As our sprite image moves up, frames lower in the image will begin to be shown, and that's how we'll kind of get this filmstrip style or sprite sheet style animation. So with our keyframes all set to go, let's apply our animation to our sprite class. We'll start by adding our animation property, and we'll assign the animation of walker, which are the keyframes that we just created. We'll have this animation take 2 seconds, which is a duration I just kind of made up myself for right now. And then for our timing-function, we'll use steps here. So we'll write steps, and then in brackets we're going to include the number 10.

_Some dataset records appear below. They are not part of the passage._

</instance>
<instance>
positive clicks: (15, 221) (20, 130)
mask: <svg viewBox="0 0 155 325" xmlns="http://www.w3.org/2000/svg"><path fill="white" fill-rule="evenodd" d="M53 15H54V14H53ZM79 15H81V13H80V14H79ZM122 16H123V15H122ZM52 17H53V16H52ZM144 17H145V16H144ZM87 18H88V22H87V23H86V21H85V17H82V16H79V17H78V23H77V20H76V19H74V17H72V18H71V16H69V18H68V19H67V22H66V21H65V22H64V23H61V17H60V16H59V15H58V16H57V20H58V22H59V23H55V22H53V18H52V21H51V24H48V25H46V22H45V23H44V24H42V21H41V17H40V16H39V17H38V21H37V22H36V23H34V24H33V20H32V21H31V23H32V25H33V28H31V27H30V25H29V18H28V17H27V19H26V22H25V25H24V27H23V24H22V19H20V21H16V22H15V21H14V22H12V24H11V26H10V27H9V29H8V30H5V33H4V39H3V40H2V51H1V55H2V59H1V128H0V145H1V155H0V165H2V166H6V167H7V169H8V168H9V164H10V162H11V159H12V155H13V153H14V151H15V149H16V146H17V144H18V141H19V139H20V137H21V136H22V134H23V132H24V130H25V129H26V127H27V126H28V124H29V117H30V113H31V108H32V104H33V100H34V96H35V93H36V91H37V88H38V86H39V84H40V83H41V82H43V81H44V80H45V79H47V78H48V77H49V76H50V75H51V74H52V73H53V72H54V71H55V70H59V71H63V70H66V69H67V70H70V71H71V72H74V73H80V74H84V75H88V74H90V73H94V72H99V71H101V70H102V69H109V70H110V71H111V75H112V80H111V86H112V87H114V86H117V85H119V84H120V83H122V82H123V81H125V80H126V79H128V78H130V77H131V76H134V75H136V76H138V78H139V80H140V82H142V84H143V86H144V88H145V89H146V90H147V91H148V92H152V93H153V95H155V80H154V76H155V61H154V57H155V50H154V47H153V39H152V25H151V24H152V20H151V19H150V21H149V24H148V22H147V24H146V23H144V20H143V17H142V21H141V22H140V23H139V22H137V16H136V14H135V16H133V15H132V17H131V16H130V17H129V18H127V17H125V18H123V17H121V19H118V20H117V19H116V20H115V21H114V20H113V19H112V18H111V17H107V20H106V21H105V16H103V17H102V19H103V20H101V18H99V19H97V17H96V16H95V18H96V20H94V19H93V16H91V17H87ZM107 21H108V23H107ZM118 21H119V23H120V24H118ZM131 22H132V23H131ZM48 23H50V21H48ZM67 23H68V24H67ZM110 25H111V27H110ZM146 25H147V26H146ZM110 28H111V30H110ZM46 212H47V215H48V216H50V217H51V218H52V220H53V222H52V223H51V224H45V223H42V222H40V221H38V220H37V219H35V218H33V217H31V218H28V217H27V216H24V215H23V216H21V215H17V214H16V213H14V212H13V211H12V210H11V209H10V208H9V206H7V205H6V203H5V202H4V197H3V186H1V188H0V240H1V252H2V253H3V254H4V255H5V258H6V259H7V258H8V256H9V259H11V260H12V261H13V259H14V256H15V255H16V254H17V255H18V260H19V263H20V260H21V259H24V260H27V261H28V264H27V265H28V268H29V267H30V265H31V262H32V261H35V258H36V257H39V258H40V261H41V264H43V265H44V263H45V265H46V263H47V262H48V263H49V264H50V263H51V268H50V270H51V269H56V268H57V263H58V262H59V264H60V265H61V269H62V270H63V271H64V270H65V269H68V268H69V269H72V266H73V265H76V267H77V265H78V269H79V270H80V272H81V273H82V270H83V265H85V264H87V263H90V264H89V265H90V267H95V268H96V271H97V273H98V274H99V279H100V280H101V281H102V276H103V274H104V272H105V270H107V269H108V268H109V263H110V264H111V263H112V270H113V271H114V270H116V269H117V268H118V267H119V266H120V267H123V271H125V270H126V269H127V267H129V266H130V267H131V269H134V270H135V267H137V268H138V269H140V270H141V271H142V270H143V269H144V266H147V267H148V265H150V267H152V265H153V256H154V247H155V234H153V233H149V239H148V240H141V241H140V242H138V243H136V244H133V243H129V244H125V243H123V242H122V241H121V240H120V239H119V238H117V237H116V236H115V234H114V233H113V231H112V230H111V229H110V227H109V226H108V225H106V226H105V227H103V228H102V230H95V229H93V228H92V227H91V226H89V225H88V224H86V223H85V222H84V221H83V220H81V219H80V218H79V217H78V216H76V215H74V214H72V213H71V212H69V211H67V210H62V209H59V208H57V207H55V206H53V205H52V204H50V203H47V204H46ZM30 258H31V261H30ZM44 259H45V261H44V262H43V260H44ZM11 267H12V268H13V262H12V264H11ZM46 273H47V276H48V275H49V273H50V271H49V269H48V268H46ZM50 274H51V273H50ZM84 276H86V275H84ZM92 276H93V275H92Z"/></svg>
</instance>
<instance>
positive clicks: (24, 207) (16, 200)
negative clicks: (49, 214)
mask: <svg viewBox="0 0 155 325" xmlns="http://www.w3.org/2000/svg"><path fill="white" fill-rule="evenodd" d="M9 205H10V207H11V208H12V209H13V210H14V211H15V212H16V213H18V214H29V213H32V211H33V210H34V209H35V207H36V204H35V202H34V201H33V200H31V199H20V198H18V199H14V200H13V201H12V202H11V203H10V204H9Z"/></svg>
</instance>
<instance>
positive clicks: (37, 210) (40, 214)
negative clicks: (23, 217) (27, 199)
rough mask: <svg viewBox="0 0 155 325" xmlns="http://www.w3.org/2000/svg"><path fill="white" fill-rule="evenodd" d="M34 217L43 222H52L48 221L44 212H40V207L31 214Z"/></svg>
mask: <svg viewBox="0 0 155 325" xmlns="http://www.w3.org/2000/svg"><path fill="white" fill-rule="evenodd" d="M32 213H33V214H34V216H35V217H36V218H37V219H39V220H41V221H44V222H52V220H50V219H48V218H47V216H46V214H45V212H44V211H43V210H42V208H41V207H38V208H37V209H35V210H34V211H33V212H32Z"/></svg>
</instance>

The reason that I'm, including 10 here, because I know in my sprite image I combine 10 frames or 10 separate images to make my sprite image. So my sprite image has 10 steps to it or 10 frames in it. If you created a different sprite image that had more frames or less frames, you'd want to adjust this number, and as well as the background position in our keyframes to reflect the size and number of frames in the sprite that you are using. And as one last thing, we will set our animation iteration count to infinite. Luckily, I know the images I've been provided is actually a repeating walk cycle, so I can infinitely repeat this animation, and it will loop smoothly.
That's going to depend on the actual images in your sprite. So some may or may not be created to loop infinitely. Let's save this and preview our animation now. So we head back to our browser and refresh. Now we see our animation moving. And really what we're doing is just animating a background image going up not smoothly but in 10 steps to show us each of the 10 frames. Notice how each frame is shown with no transition or easing in between. It's just a hard cut to the next frame. The smoothness of the animation is a result of how closely each frame was drawn to the one before it, and the tendency of our eyes and brain to want to make things appear to be moving smoothly.
So it's a pretty neat effect. If you're not entirely happy with the way your animation looks, we can make some adjustments in the CSS to change the overall appearance of your animation. If we go back to our CSS in Coda, we can do something like change the duration of our animation and have the walk cycle look entirely differently. For example, if we set the duration to 1 second instead of 2 and then preview our animation, you can see he's walking twice as fast. If we want to exaggerate that even more, we can maybe set the duration to .5 seconds and go back to our browser and really have him running.
But notice that no matter what, the same number of steps is happening, and we're just making them happen faster because they're working over a shorter duration. This technique is perfect for adding little snippets of traditionally drawn animations to a website or app. It's often used with animated characters like this one, but with just a little imagination you can use the same technique for reusable transitions between images, maybe a countdown clock or other things that have a lot of illustrated and repetitive movements. So it's a great CSS animation technique to be familiar with.